| 22:30 Uhr

Alle fünf Fraktionen stimmen dafür
Neues Wahlrecht für dauerhaft betreute Bürger

Mainz. (dpa) Mit den Stimmen aller fünf Fraktionen hat der Landtag Rheinland-Pfalz am Freitag eine Änderung des Kommunalwahlrechts beschlossen.

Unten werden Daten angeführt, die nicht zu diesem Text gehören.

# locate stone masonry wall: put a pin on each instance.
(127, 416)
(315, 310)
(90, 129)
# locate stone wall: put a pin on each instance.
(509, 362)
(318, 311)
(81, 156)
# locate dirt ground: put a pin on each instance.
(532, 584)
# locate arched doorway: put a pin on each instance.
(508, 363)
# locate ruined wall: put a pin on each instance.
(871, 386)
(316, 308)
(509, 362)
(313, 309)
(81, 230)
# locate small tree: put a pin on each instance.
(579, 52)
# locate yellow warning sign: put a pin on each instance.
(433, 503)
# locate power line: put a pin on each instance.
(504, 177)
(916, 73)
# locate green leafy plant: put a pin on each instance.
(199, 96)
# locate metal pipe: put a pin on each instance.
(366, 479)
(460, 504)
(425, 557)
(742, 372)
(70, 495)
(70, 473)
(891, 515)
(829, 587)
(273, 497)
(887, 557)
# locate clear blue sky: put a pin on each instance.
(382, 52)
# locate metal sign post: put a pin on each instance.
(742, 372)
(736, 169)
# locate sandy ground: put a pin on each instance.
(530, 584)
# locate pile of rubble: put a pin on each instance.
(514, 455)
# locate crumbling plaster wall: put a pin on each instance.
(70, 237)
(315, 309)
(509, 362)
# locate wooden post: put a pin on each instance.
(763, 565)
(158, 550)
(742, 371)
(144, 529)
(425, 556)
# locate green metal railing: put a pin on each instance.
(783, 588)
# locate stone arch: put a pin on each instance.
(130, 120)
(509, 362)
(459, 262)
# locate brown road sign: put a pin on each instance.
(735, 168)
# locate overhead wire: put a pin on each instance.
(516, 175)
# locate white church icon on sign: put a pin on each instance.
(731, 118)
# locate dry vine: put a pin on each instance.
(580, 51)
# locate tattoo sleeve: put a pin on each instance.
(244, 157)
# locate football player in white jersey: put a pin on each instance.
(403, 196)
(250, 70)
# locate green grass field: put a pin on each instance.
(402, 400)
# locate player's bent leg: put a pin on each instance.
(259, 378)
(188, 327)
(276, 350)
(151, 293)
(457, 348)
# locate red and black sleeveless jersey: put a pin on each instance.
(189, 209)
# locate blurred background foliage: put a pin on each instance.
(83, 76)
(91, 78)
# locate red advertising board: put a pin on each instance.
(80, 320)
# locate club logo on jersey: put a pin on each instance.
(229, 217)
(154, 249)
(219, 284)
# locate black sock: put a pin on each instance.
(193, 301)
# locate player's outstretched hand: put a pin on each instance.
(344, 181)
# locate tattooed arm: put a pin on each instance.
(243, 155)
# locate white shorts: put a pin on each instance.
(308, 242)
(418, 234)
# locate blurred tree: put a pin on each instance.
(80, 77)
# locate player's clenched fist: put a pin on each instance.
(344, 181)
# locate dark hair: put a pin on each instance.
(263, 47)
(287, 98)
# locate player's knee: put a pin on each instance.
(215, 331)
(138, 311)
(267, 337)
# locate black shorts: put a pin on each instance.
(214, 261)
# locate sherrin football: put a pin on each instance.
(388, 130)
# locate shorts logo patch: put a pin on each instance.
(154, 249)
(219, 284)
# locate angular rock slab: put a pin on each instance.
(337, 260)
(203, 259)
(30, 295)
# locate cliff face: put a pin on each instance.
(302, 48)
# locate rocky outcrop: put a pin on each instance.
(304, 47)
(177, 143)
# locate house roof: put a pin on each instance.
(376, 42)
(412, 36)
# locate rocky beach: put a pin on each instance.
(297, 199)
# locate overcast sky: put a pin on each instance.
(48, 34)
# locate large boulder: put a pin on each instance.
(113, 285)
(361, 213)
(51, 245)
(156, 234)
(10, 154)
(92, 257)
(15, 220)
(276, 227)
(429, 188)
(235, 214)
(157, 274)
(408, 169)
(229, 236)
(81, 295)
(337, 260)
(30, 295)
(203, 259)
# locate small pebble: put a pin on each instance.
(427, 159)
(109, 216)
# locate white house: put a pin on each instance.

Damit wird der Ausschluss von Menschen mit dauerhafter Betreuung, etwa aus Gründen einer psychischen Beeinträchtigung, abgeschafft.

In Rheinland-Pfalz betrifft dies mindestens 2200 Menschen, die nun doch bei den Kommunalwahlen am 26. Mai ihre Stimme abgeben können.

Mit dem Gesetz, das von den drei Regierungsfraktionen SPD, FDP und Grüne gemeinsam mit der CDU eingebracht wurde, wird ein Beschluss des Bundesverfassungsgerichtes zum Bundeswahlrecht umgesetzt. Die Karlsruher Richter befanden, dass der Ausschluss von Menschen mit einer dauerhaften Betreuung sowohl gegen den Grundsatz der Allgemeinheit der Wahl als auch gegen das Verbot der Benachteiligung wegen einer Behinderung verstoße.

„Das ist ein guter Tag für die Demokratie und die Menschen mit Behinderungen in unserem Land“, erklärten Sozialministerin Sabine Bätzing-Lichtenthäler (SPD) und der Landesbeauftragte für die Belange behinderter Menschen, Matthias Rösch.